Conflicting data between Index Dashboard and ML anomaly detection job

Hello All,
I am trying to create a watcher to detect a high volume of error records. When I check through the index it shows that there are no Data for Dec 20th and Jan 10th, however, the watcher detected that there are anomalies on Dec 20th and Jan 20th. Both of them have the same Json query

This is from the index data

And this is from the Anomaly Job

I am checking for a high count, is there anything that I am missing that gives the contradictory data?

Thank you

Is your first screen shot using discover to view the data for that time range? What index pattern are you viewing in discover? Is your anomaly detection job using the same index pattern? How is your anomaly detection job configured?
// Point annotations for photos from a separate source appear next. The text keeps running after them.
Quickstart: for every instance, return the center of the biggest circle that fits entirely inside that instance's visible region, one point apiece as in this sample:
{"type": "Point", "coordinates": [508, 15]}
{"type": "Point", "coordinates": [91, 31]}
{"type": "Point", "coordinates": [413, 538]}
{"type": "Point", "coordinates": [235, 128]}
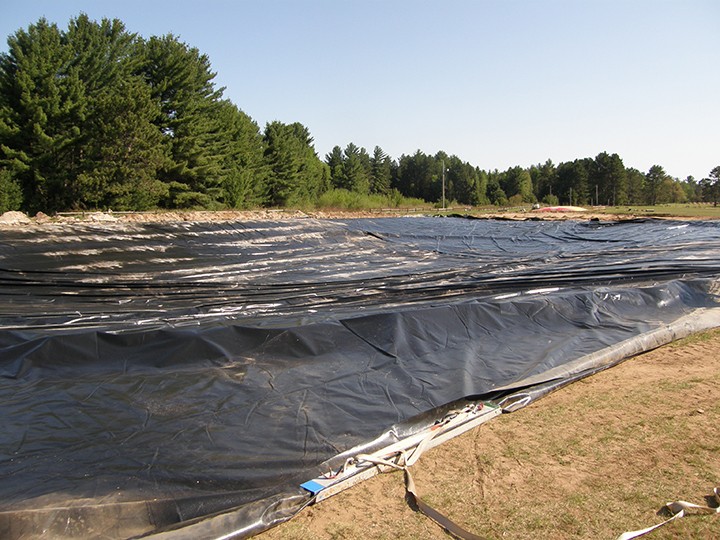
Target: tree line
{"type": "Point", "coordinates": [96, 117]}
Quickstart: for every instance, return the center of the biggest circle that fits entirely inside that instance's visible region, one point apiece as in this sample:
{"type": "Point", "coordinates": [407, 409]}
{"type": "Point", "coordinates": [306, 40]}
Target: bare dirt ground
{"type": "Point", "coordinates": [10, 219]}
{"type": "Point", "coordinates": [591, 460]}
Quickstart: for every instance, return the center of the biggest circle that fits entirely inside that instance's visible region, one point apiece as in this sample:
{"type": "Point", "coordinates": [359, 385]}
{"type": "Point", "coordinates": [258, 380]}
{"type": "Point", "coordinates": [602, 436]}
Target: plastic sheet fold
{"type": "Point", "coordinates": [182, 380]}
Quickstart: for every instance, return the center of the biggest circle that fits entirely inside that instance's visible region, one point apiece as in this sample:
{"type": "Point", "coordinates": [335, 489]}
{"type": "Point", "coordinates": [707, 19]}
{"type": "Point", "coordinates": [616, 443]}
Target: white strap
{"type": "Point", "coordinates": [678, 509]}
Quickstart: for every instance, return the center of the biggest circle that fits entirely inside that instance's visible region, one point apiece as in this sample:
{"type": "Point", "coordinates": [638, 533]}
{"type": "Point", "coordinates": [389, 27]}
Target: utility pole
{"type": "Point", "coordinates": [443, 166]}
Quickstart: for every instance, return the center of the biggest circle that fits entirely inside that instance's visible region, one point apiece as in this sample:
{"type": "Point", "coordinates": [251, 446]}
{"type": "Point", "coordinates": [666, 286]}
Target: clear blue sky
{"type": "Point", "coordinates": [498, 83]}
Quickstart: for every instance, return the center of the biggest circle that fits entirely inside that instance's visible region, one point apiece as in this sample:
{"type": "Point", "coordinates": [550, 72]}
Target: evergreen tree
{"type": "Point", "coordinates": [243, 167]}
{"type": "Point", "coordinates": [572, 182]}
{"type": "Point", "coordinates": [381, 172]}
{"type": "Point", "coordinates": [635, 186]}
{"type": "Point", "coordinates": [334, 161]}
{"type": "Point", "coordinates": [10, 192]}
{"type": "Point", "coordinates": [295, 173]}
{"type": "Point", "coordinates": [36, 128]}
{"type": "Point", "coordinates": [710, 186]}
{"type": "Point", "coordinates": [180, 79]}
{"type": "Point", "coordinates": [607, 172]}
{"type": "Point", "coordinates": [495, 193]}
{"type": "Point", "coordinates": [653, 180]}
{"type": "Point", "coordinates": [355, 175]}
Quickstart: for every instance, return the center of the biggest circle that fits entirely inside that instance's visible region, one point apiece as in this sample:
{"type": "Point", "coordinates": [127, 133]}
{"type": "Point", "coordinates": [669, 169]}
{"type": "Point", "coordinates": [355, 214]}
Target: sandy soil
{"type": "Point", "coordinates": [592, 460]}
{"type": "Point", "coordinates": [11, 219]}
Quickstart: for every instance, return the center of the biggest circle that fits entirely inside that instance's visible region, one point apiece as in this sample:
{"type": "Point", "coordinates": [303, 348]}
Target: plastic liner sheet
{"type": "Point", "coordinates": [182, 380]}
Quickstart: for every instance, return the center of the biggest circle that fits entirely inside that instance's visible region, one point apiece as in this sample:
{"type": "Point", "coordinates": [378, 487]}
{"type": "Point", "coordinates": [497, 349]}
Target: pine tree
{"type": "Point", "coordinates": [180, 79]}
{"type": "Point", "coordinates": [36, 129]}
{"type": "Point", "coordinates": [295, 173]}
{"type": "Point", "coordinates": [381, 172]}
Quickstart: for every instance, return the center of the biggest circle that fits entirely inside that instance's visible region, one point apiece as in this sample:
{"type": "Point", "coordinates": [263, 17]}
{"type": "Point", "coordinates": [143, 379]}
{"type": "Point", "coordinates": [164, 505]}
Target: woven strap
{"type": "Point", "coordinates": [678, 509]}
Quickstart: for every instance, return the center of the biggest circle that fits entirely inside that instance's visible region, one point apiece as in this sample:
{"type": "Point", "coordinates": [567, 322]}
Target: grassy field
{"type": "Point", "coordinates": [592, 460]}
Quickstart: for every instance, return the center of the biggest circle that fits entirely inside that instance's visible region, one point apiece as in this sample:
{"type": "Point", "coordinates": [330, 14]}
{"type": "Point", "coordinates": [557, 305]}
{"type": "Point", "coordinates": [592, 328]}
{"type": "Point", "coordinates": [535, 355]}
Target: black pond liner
{"type": "Point", "coordinates": [182, 380]}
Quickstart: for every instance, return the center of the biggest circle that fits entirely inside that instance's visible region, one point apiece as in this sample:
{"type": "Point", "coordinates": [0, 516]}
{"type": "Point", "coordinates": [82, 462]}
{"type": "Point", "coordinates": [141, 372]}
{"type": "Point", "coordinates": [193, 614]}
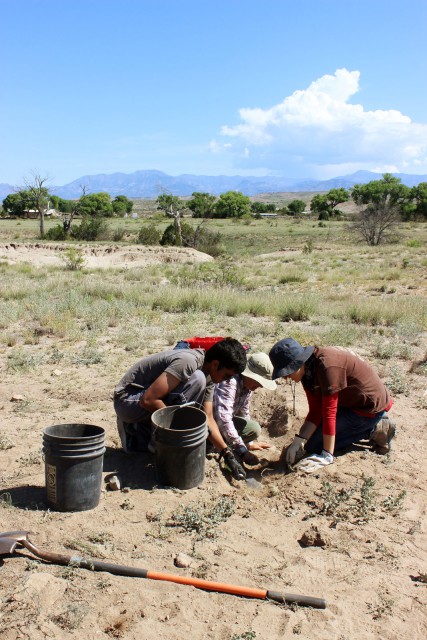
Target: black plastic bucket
{"type": "Point", "coordinates": [180, 439]}
{"type": "Point", "coordinates": [74, 455]}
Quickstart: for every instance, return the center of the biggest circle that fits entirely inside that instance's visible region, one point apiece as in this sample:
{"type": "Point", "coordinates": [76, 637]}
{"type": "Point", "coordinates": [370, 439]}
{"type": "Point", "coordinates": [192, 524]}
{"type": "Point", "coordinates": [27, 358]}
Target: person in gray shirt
{"type": "Point", "coordinates": [176, 377]}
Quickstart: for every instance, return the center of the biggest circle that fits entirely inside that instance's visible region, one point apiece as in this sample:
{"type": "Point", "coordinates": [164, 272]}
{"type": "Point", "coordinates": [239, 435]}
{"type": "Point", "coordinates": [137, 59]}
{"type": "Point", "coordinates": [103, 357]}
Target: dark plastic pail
{"type": "Point", "coordinates": [74, 455]}
{"type": "Point", "coordinates": [180, 439]}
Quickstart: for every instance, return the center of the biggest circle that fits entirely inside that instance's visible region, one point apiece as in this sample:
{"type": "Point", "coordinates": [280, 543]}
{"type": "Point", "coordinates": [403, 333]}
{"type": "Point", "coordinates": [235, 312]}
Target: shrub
{"type": "Point", "coordinates": [73, 259]}
{"type": "Point", "coordinates": [118, 234]}
{"type": "Point", "coordinates": [169, 237]}
{"type": "Point", "coordinates": [56, 233]}
{"type": "Point", "coordinates": [90, 229]}
{"type": "Point", "coordinates": [149, 235]}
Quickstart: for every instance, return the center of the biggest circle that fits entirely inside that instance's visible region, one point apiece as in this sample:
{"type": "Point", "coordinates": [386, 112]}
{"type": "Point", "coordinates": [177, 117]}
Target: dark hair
{"type": "Point", "coordinates": [229, 353]}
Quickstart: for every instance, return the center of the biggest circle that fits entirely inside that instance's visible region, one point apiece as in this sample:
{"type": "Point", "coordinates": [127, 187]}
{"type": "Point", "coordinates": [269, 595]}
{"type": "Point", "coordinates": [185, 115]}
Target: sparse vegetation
{"type": "Point", "coordinates": [69, 335]}
{"type": "Point", "coordinates": [202, 519]}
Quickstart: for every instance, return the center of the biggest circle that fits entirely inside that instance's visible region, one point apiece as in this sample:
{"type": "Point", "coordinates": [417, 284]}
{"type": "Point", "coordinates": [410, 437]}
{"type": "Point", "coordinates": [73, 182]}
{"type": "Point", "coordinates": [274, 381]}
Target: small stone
{"type": "Point", "coordinates": [114, 484]}
{"type": "Point", "coordinates": [313, 538]}
{"type": "Point", "coordinates": [183, 561]}
{"type": "Point", "coordinates": [17, 397]}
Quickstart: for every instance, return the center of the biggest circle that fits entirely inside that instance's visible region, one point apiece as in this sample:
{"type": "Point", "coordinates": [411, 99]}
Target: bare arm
{"type": "Point", "coordinates": [215, 435]}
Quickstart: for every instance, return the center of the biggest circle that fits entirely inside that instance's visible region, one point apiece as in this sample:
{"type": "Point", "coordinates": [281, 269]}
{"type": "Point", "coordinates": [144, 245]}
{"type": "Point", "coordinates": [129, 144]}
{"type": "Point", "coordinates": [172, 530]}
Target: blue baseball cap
{"type": "Point", "coordinates": [287, 356]}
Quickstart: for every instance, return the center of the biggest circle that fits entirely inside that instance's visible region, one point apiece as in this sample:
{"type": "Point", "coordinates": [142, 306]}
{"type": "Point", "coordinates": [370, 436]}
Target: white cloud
{"type": "Point", "coordinates": [318, 132]}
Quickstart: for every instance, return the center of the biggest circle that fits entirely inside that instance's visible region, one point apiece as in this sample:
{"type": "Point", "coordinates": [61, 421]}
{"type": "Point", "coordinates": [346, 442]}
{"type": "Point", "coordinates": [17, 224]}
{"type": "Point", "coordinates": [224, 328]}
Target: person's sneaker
{"type": "Point", "coordinates": [152, 445]}
{"type": "Point", "coordinates": [129, 443]}
{"type": "Point", "coordinates": [383, 434]}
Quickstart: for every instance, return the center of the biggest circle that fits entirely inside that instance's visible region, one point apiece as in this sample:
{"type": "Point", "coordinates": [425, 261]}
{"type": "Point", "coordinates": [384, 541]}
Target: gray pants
{"type": "Point", "coordinates": [127, 405]}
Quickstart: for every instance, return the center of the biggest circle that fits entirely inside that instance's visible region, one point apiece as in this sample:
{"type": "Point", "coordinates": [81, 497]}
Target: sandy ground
{"type": "Point", "coordinates": [99, 257]}
{"type": "Point", "coordinates": [364, 550]}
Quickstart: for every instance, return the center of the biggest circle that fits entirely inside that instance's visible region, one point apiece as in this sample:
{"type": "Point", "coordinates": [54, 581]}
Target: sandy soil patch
{"type": "Point", "coordinates": [99, 257]}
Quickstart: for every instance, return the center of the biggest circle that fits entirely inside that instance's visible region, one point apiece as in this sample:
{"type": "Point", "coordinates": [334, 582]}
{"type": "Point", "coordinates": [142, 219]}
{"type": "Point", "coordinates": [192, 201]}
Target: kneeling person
{"type": "Point", "coordinates": [232, 407]}
{"type": "Point", "coordinates": [176, 377]}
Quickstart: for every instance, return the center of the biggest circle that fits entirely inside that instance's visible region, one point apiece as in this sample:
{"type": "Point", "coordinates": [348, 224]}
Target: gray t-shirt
{"type": "Point", "coordinates": [181, 363]}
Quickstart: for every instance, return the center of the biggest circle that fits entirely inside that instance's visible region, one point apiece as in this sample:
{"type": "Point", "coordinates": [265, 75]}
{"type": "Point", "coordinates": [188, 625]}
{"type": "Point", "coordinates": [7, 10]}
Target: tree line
{"type": "Point", "coordinates": [381, 204]}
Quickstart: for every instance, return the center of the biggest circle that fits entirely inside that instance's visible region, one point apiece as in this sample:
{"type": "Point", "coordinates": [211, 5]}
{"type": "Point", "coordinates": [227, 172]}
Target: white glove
{"type": "Point", "coordinates": [315, 462]}
{"type": "Point", "coordinates": [295, 451]}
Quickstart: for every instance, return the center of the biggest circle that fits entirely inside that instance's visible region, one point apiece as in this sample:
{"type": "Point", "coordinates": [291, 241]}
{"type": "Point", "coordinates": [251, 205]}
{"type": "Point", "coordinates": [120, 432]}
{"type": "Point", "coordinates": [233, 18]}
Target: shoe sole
{"type": "Point", "coordinates": [383, 449]}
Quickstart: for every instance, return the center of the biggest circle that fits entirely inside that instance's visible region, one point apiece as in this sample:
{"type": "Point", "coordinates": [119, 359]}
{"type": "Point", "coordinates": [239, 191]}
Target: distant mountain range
{"type": "Point", "coordinates": [150, 183]}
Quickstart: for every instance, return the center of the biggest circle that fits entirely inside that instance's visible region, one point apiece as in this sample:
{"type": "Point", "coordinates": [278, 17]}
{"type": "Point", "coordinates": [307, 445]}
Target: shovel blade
{"type": "Point", "coordinates": [7, 545]}
{"type": "Point", "coordinates": [253, 483]}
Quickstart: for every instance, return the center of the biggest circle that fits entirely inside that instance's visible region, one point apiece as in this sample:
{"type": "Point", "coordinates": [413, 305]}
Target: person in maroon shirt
{"type": "Point", "coordinates": [347, 402]}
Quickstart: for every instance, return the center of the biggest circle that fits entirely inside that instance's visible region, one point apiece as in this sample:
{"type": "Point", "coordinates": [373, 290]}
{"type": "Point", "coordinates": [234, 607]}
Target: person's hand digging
{"type": "Point", "coordinates": [232, 464]}
{"type": "Point", "coordinates": [295, 451]}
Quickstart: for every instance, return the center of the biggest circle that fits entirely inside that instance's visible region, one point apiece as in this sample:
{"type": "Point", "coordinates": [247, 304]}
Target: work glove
{"type": "Point", "coordinates": [250, 458]}
{"type": "Point", "coordinates": [295, 451]}
{"type": "Point", "coordinates": [315, 462]}
{"type": "Point", "coordinates": [232, 464]}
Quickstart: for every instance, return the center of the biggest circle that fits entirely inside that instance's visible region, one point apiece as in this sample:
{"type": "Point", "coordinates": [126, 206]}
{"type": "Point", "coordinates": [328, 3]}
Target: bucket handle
{"type": "Point", "coordinates": [181, 406]}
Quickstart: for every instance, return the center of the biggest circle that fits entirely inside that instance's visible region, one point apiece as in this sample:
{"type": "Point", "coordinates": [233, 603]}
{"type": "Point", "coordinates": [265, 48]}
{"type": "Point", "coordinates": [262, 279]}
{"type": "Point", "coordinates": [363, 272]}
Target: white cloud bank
{"type": "Point", "coordinates": [317, 132]}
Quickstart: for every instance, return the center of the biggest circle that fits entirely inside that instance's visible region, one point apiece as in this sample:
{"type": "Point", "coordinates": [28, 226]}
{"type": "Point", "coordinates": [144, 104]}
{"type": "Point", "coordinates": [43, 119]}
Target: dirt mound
{"type": "Point", "coordinates": [100, 257]}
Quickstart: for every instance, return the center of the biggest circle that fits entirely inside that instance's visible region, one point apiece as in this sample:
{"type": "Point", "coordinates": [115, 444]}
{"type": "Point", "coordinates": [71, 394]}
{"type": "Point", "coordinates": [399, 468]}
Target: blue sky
{"type": "Point", "coordinates": [301, 88]}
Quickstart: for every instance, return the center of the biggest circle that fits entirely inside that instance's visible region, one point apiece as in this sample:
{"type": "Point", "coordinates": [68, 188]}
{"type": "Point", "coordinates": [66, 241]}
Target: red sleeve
{"type": "Point", "coordinates": [314, 407]}
{"type": "Point", "coordinates": [329, 414]}
{"type": "Point", "coordinates": [322, 409]}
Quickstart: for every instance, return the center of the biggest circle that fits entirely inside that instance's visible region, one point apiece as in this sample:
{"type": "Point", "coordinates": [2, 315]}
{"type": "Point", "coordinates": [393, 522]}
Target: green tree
{"type": "Point", "coordinates": [172, 206]}
{"type": "Point", "coordinates": [262, 207]}
{"type": "Point", "coordinates": [63, 206]}
{"type": "Point", "coordinates": [122, 205]}
{"type": "Point", "coordinates": [202, 204]}
{"type": "Point", "coordinates": [232, 204]}
{"type": "Point", "coordinates": [419, 201]}
{"type": "Point", "coordinates": [96, 204]}
{"type": "Point", "coordinates": [39, 197]}
{"type": "Point", "coordinates": [381, 204]}
{"type": "Point", "coordinates": [296, 207]}
{"type": "Point", "coordinates": [324, 204]}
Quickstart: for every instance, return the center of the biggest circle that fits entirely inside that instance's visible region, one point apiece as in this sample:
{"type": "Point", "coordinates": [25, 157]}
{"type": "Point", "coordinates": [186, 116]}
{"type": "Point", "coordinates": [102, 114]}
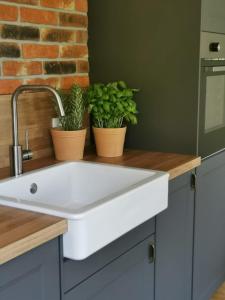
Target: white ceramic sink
{"type": "Point", "coordinates": [101, 202]}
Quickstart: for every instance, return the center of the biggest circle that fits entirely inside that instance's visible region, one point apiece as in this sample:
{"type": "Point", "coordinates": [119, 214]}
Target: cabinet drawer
{"type": "Point", "coordinates": [76, 271]}
{"type": "Point", "coordinates": [131, 276]}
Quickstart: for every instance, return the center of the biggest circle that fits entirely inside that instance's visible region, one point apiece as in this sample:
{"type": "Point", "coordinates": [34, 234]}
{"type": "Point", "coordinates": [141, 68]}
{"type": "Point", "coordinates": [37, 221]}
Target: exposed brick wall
{"type": "Point", "coordinates": [43, 41]}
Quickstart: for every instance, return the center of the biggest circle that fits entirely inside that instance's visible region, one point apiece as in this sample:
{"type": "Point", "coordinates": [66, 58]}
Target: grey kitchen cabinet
{"type": "Point", "coordinates": [32, 276]}
{"type": "Point", "coordinates": [130, 276]}
{"type": "Point", "coordinates": [74, 272]}
{"type": "Point", "coordinates": [174, 243]}
{"type": "Point", "coordinates": [213, 16]}
{"type": "Point", "coordinates": [209, 249]}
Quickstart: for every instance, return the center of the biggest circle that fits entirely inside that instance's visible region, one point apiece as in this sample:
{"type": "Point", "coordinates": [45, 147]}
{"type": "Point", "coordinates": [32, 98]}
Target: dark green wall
{"type": "Point", "coordinates": [154, 46]}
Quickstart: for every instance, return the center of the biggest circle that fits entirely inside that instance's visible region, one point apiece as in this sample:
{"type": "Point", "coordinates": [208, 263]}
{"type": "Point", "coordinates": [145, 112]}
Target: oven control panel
{"type": "Point", "coordinates": [212, 46]}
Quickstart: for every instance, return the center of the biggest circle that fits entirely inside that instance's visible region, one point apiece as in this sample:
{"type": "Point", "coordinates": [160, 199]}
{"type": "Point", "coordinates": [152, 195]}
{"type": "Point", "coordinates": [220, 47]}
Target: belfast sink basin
{"type": "Point", "coordinates": [101, 202]}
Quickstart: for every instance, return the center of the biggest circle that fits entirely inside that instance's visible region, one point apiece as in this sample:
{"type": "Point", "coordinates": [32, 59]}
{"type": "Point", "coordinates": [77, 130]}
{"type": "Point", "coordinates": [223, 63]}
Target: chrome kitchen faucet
{"type": "Point", "coordinates": [17, 154]}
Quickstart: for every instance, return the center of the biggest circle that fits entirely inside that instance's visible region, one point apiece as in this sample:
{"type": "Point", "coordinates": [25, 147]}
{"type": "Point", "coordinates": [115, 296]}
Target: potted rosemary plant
{"type": "Point", "coordinates": [111, 106]}
{"type": "Point", "coordinates": [69, 138]}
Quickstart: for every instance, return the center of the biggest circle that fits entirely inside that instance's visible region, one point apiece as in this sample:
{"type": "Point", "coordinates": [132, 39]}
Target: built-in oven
{"type": "Point", "coordinates": [211, 133]}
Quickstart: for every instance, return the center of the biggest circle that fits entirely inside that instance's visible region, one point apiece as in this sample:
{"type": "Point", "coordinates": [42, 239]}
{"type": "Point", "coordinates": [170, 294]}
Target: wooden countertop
{"type": "Point", "coordinates": [174, 164]}
{"type": "Point", "coordinates": [21, 231]}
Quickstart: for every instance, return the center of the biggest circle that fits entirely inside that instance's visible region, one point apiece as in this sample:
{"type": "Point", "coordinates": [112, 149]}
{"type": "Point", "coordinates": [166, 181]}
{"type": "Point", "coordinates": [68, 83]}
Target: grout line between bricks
{"type": "Point", "coordinates": [43, 26]}
{"type": "Point", "coordinates": [39, 7]}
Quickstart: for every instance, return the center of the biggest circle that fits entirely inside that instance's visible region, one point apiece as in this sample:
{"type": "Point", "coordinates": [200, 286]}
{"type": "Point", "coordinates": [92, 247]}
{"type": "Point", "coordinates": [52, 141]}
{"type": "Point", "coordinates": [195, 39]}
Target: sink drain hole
{"type": "Point", "coordinates": [33, 188]}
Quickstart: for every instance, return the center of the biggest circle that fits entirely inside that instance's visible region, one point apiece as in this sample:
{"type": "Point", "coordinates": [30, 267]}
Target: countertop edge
{"type": "Point", "coordinates": [186, 167]}
{"type": "Point", "coordinates": [32, 241]}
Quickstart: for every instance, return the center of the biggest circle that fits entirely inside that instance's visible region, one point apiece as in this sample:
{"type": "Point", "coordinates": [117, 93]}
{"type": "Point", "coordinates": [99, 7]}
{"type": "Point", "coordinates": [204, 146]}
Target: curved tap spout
{"type": "Point", "coordinates": [17, 153]}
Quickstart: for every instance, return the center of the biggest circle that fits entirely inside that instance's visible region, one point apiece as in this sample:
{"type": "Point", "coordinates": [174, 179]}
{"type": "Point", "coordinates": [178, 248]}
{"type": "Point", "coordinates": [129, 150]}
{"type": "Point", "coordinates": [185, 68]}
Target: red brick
{"type": "Point", "coordinates": [14, 68]}
{"type": "Point", "coordinates": [30, 2]}
{"type": "Point", "coordinates": [67, 82]}
{"type": "Point", "coordinates": [82, 5]}
{"type": "Point", "coordinates": [38, 16]}
{"type": "Point", "coordinates": [58, 35]}
{"type": "Point", "coordinates": [81, 36]}
{"type": "Point", "coordinates": [40, 51]}
{"type": "Point", "coordinates": [67, 19]}
{"type": "Point", "coordinates": [8, 86]}
{"type": "Point", "coordinates": [62, 4]}
{"type": "Point", "coordinates": [8, 13]}
{"type": "Point", "coordinates": [52, 81]}
{"type": "Point", "coordinates": [74, 51]}
{"type": "Point", "coordinates": [82, 66]}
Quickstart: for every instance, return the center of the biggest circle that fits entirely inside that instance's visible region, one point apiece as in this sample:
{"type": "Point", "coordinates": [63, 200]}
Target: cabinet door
{"type": "Point", "coordinates": [32, 276]}
{"type": "Point", "coordinates": [131, 276]}
{"type": "Point", "coordinates": [74, 272]}
{"type": "Point", "coordinates": [174, 243]}
{"type": "Point", "coordinates": [213, 16]}
{"type": "Point", "coordinates": [209, 250]}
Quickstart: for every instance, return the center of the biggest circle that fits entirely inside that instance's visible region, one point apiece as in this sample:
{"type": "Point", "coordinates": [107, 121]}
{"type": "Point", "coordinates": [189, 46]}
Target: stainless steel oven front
{"type": "Point", "coordinates": [211, 132]}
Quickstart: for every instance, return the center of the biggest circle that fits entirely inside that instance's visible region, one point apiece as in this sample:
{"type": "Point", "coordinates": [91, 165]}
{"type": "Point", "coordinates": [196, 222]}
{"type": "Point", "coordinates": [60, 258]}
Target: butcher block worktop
{"type": "Point", "coordinates": [21, 231]}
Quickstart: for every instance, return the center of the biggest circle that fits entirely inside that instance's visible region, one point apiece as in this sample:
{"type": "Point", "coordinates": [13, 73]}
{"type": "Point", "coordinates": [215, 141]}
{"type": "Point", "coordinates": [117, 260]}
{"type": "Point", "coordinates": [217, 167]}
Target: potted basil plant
{"type": "Point", "coordinates": [111, 106]}
{"type": "Point", "coordinates": [69, 138]}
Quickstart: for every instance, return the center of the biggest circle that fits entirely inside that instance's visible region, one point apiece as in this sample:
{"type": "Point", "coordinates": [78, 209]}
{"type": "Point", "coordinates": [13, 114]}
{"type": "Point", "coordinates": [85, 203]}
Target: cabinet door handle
{"type": "Point", "coordinates": [151, 252]}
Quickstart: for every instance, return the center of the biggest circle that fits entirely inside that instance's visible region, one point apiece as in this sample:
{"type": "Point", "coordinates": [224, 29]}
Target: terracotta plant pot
{"type": "Point", "coordinates": [109, 141]}
{"type": "Point", "coordinates": [68, 145]}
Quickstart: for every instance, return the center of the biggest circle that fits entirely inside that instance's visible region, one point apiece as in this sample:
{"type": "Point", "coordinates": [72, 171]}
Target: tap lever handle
{"type": "Point", "coordinates": [27, 139]}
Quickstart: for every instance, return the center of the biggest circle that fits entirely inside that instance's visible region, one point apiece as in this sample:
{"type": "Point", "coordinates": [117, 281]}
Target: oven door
{"type": "Point", "coordinates": [212, 108]}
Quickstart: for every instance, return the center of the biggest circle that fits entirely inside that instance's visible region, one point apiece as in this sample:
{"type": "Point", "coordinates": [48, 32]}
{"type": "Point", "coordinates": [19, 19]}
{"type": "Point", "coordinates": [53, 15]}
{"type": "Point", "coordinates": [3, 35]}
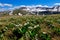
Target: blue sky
{"type": "Point", "coordinates": [5, 4]}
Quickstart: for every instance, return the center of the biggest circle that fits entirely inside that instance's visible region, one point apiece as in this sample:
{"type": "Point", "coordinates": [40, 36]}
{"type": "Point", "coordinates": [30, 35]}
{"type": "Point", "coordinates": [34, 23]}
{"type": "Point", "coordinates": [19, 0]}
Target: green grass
{"type": "Point", "coordinates": [30, 27]}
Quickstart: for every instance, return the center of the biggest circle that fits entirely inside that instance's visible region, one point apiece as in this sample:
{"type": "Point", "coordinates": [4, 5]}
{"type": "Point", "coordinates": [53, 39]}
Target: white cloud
{"type": "Point", "coordinates": [10, 5]}
{"type": "Point", "coordinates": [2, 5]}
{"type": "Point", "coordinates": [57, 4]}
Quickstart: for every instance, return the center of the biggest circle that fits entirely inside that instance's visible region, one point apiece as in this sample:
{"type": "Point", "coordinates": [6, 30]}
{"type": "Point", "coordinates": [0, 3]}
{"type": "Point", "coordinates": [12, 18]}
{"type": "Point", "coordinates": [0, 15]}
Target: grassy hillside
{"type": "Point", "coordinates": [30, 27]}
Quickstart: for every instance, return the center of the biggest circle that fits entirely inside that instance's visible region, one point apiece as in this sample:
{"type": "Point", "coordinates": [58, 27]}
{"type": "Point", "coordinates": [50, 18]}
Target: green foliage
{"type": "Point", "coordinates": [45, 36]}
{"type": "Point", "coordinates": [11, 25]}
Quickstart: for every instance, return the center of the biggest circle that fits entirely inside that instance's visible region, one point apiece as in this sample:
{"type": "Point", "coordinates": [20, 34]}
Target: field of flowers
{"type": "Point", "coordinates": [30, 27]}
@Nathan_Reese Yes, both of them use the same index. I am using the single metric with distinct count field,
both of the discorvery tab and anonoly job have the same JSON query

      {
      "bool": {
        "must": [
          {
            "term": {
              "@source_host": "host"
            }
          },
          {
            "term": {
              "app.code": "app"
            }
          },
          {
            "bool": {
              "should": [
                {
                  "wildcard": {
                    "@message": "*Error*"
                  }
                },
                {
                  "wildcard": {
                    "@message": "*Caused*"
                  }
                },
                {
                  "wildcard": {
                    "@message": "*failure*"
                  }
                },
                {
                  "wildcard": {
                    "@message": "*exception*"
                  }
                },
                {
                  "wildcard": {
                    "@message": "*bad request*"
                  }
                }
              ]
            }
          }
        ]
      }

The Actual and Typical counts from the ML anomalies data do not look like they come from the same data set as your Discover screenshot. Could you send the full screen shot of Single Metric Viewer with the Chart and Anomaly records? And include the ML Job configuration detail too?

Hello @grabowskit,
I cleared cache, and now it gives more reasonable data and there are no anomalies, However, if I check at the data from the single metric viewer and the discovery board, it still gives me conflicting data.

This is from the discovery board that says there are 4 counts on Jan 4th

And this is from the single metric view which states that there are 17 counts on Jan 4th

Maybe there something in the settings that I am missing? for the anomaly job it is set for 1d

Here is the job config

There are a couple of things I can think of that might cause this discrepancy:

  1. Your ML detector is distinct_count, but your kibana Discover is showing the raw count of docs that match a query. Those aren't necessarily the same.
  2. The query used in kibana Discover may not be exactly the same one you're using for the ML job's datafeed
  3. You chose a bucket_span of 1d. This is an unfortunate choice for one specific reason - that when bucketizing the data to a day, ML will ALWAYS choose the start and end of the day to be midnight UTC timezone - not YOUR timezone. So, if you are UTC-5hrs for example, your kibana will think that you are looking at midnight-to-midnight, but you are really looking at 7pm-7pm UTC. Therefore, ML's notion of a day is different than yours and therefore the counts could be different, per day.

Changing the bucket_span from 1d to 1h seems to fix the issue. Thank you for your help :slight_smile:

1 Like

This topic was automatically closed 28 days after the last reply. New replies are no longer allowed.